In Howell v. Hamilton Meats & Provisions, Inc.(2011) 52 Cal.4th 541, 555 (Howell)) the Supreme Court held, in an opinion rendered on the same day the jury rendered its verdict in this case, that “a plaintiff may recover as economic damages no more than the reasonable value of the medical services received and is not entitled to recover the reasonable value if his or her actual loss was less.” It stated that if a medical care “provider has, by prior agreement, accepted less than a billed amount as full payment, evidence of the full billed amount is not itself relevant on the issue of past medical expenses.” The Supreme Court did not express an opinion about whether evidence of the full amount billed was relevant or admissible on “other issues, such as noneconomic damages or future medical expenses.”
The court in Corenbaum v. Lampkin (2013) 215 Cal.App.4th 1308 addressed the issues left open by the court in Howell. The court held that evidence of the full amount billed for a plaintiff’s medical care is not relevant to damages for future medical care or noneconomic damages and its admission is error. (Corenbaum, p. 1319.) The court held that the trial court’s erroneous admission of such evidence was prejudicial in that case because the record “clearly demonstrated” that the damages awards were based on the full amount billed and not on the lesser amount the plaintiff’s medical providers had accepted as full payment. The court reversed the award of compensatory damages and remanded for a new trial limited to the issue of compensatory damages. (Corenbaum at p. 1333-1334.)
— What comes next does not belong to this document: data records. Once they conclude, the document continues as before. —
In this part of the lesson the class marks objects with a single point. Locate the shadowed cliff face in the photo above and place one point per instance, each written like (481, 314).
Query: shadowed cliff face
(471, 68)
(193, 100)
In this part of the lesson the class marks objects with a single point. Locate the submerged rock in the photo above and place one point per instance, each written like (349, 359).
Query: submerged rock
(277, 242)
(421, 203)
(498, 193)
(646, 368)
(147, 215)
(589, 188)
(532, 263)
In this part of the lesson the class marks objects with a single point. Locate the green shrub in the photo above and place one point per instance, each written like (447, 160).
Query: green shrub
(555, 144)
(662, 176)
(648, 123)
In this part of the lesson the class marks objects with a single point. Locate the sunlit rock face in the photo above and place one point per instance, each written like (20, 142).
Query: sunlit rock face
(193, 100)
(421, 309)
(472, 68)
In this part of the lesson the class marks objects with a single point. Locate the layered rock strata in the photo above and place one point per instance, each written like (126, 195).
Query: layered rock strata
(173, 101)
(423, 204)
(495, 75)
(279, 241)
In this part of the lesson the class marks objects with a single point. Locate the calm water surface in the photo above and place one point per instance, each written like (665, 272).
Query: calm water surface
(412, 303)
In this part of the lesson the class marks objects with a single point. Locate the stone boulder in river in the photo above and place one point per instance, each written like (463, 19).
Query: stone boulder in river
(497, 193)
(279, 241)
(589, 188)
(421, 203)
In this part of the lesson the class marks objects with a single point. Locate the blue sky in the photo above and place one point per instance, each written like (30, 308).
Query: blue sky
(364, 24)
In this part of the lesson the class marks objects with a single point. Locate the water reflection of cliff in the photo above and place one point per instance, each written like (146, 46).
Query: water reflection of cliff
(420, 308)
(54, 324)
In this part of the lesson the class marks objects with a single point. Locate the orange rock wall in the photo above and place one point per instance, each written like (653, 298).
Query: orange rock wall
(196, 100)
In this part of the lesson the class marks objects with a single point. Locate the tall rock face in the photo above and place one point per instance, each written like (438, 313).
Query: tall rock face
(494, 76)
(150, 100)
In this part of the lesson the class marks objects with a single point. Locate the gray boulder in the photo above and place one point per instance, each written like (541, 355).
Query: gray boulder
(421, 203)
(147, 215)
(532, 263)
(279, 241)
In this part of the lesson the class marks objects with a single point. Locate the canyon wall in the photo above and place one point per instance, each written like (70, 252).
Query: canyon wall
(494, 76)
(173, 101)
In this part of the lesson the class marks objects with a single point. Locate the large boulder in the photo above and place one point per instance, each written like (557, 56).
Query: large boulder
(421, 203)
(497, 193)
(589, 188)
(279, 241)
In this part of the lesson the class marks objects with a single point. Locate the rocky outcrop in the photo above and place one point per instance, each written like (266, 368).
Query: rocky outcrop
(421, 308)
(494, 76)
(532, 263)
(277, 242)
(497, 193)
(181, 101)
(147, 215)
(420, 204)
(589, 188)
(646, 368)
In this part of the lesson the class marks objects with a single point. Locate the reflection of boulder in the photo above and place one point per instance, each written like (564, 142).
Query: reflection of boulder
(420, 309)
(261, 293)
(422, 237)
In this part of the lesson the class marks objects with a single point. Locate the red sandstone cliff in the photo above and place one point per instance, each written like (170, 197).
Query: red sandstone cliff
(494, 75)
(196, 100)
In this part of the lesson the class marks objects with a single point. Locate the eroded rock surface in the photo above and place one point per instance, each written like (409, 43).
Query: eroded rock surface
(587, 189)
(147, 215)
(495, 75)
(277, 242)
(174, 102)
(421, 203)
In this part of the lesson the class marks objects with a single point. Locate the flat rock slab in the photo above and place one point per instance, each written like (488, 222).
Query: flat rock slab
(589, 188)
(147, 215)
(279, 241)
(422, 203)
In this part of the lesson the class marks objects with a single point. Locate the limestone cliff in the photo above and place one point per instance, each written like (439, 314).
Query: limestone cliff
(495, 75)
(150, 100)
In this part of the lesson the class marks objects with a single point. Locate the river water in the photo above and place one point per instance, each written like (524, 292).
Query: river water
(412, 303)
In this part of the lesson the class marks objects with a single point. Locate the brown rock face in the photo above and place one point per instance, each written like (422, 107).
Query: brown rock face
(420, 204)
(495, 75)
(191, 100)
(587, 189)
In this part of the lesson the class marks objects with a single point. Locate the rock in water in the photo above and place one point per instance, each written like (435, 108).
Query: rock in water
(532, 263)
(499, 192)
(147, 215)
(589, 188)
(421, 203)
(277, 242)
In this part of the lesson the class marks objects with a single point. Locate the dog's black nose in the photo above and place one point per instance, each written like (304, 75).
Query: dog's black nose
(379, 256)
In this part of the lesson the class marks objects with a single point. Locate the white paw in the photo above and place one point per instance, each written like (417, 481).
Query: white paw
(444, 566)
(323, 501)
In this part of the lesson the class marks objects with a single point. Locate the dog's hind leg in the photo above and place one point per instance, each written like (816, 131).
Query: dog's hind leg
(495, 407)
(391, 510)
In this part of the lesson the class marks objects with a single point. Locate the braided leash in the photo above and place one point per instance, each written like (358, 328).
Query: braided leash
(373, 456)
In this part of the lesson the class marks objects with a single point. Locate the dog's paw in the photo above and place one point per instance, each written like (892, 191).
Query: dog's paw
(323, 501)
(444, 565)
The Justices concluded here, that although the trial court erred in this case by admitting evidence of the full amount billed for plaintiff’s medical care, defendants have failed to show that the error was prejudicial. Defendants do not cite any evidence before the jury or any argument of plaintiff’s counsel that plaintiff’s claims for noneconomic damages or future medical expenses were based on or influenced by the stipulation that plaintiff’s medical bills for past medical care totaled $777,905. As for those past full amount medical care bills, the jury’s award of $777,905 was reduced post-verdict on stipulation of the parties to $462,608.68, the amount that plaintiff’s medical care providers accepted. Accordingly, the jury’s finding that plaintiff suffered damages of $24,744,764 is affirmed.
The judgment is reversed and the matter is remanded for a retrial. The jury’s findings that defendants, except Ikeda, are liable and that plaintiff suffered damages of $24,744,764 are affirmed. The retrial is limited to the issue of apportionment of fault. In that apportionment, Ikeda may be found at fault for plaintiff’s harm, but not on a strict products liability theory. The parties shall bear their own costs on appeal.